As fotografias mostram partes dos corpos de mulheres vítimas de violência obstétrica, juntamente ao seu relato. A identidade das vítimas é anônima. 

Marcas que ficam
Especialistas

Especialistas

Entrevista com a Doula Krys Rodrigues

 

1) O que se caracteriza como Violência Obstétrica?

 

Violência obstétrica é qualquer violência que mulher sinta ter sofrido dentro do seu ciclo gravídico puerperal.

 

2)  Como surgiu a ideia do parto humanizado?

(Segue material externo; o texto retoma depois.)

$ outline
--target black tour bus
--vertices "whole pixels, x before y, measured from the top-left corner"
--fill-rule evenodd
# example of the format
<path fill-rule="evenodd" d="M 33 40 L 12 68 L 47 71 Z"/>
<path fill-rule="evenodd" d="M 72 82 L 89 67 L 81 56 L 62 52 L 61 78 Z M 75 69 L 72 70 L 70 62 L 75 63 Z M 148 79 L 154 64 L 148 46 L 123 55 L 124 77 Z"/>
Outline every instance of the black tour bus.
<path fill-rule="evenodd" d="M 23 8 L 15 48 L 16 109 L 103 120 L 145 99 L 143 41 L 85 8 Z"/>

O parto humanizado se baseia em três pilares:
- O protagonismo da mulher em todas as etapas do processo
- Uma equipe multidisciplinar onde cada profissional atua dentro da sua área
- A medicina baseada em evidências

 

3) Qual a maior diferença entre o parto humanizado; normal e cesárea?

 

O parto normal é o mesmo que parto vaginal, em que o bebê sai pela vagina, nem todo parto normal será humanizado e a cesaria é um procedimento cirúrgico para a retirada do criança.

 

4)  O que as mães procuram quando vão ao encontro da doula?

 

As mulheres geralmente só descobrem a existência da doula quando estão grávidas, é algo que ainda está se disseminando na nossa cultura. Elas costumam procurar a doula primeiramente como uma fonte de informação e de cuidados. Com os métodos não farmacológicos, a gente constrói um plano de parto onde elas vão se informar e se preparar para todas as hipóteses do seu parto e durante o trabalho de parto nós vamos dar esse apoio contínuo, físico e emocional.
As mães procuram acolhimento e informação e esse cuidado durante a sua gestação e o trabalho de parto.

 

5)  Qual a função da doula durante a gestação, parto e pós parto?

 

A função da doula vai desde ser um canal de informação para que as mulheres façam um plano de parto consciente até o momento do parto onde nós trabalhamos com os métodos não farmacológicos de alívio da dor e a prestação de apoio emocional, reduzindo os desconfortos.
Também faz parte do nosso papel atuar no primeiro vínculo da mãe com o bebê, auxiliando e propiciando a amamentação na primeira hora de vida.  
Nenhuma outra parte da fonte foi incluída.